While interrogating Blanchard, police learned he had been trading abusive images online with a woman who went by the name of "Vee George". With many of the pictures looking as if they had been taken recently, police realised they had to work quickly to identify the culprit to halt any further abuse. Two days after Blanchard's arrest, Devon and Cornwall Police turned up at a small, semi-detached house on the outskirts of Plymouth to arrest George – thanks to one photograph which gave them a vital clue.

Every time she took abusive pictures, George had been careful to mask both her identity and that of her victim. But in one photograph she had failed to entirely cover her tracks: it showed part of the Little Ted's emblem.

The trail led to Allen, whom Blanchard had also befriended on Facebook and then introduced to George. She was arrested the following week at her home in Nottingham. According to police, Allen had sent to her two new friends "as a trophy" an image which showed her raping a young child.

The case has left parents struggling to comprehend how a female nursery worker could have betrayed their trust with such depravity. "It's the worst feeling you can ever imagine," one mother told BBC Plymouth.

THE GUILTY

Vanessa George

Parents who dropped off their children each morning at Little Ted's nursery in Plymouth had no idea that George, a seemingly bubbly and happily married mother-of-two, was subjecting their children to horrendous sexual abuse.

Plymouth-born and bred, she married Andrew in 1993 and moved into a house in Douglass Road where they brought up their two daughters. Police believe none of the family members were aware of the abuse George was carrying out.

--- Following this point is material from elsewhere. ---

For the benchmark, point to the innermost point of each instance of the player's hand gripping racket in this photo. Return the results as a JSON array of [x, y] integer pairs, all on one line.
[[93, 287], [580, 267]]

At the time of her arrest, she had been working at Little Ted's for three years, having passed all the requisite checks from the Criminal Records Bureau. She had previously worked as a secretary and a classroom assistant although police believe she only began abusing children after meeting Colin Blanchard online sometime around September last year. Between December and June she made 134 paedophilic images to share between between her, Blanchard and Allen.

Contact between her and Blanchard was particularly frenetic – at least 10,000 messages over their eight-month online relationship. Roger Marks, George's estranged father, told the BBC he couldn't understand how his daughter had become a child abuser. "It just looks as though Vanessa's lost her way in life – strange behaviour," he said.

Angela Allen

Described by detectives as "sinister and evil", the former prostitute, 39, was responsible for the most graphic of all the communications between the trio detailing depraved acts with children and animals. Though she had once worked in a bank, unlike the other two, she had little money or social contact and the mother-of-one was said to live on the fringe of society. She was described as "emotionally vulnerable" and lived alone in a run-down house with no food or furniture, next to an industrial estate in Bulwell, near Nottingham. Again in contrast to her fellow abusers, she made no attempts to cover up her crimes, even after their arrest, and astonished police during questioning by readily admitting her part in the gang and failing to show any remorse. She was not only involved in the distribution of obscene images of children but admitted four counts of abuse including sodomising a three-year-old girl.

Colin Blanchard

To the outside world, Blanchard was a successful businessman who loved nothing more than to boast about his financial endeavours. Born on a tough Liverpool estate, he claimed on Facebook that he had made a fortune buying and selling computer companies. But his neighbours in Smallbridge, Rochdale, took a different view. Their nickname for him was "Billy Bullshit". His actual job, at an IT company in nearby Trafford, gave him a comfortable salary but he struggled to live within his means. In 2002, indecent images were found on his computer and he was placed on the sex offenders' register for five years. Police believe he was the catalyst that encouraged Allen and George to turn their fantasies into the abuse of children. One of the photos he sent his friends was of him engaging in a sex act with his dog, a Shi Tzu called Bubba, who has since been rescued by the RSPCA.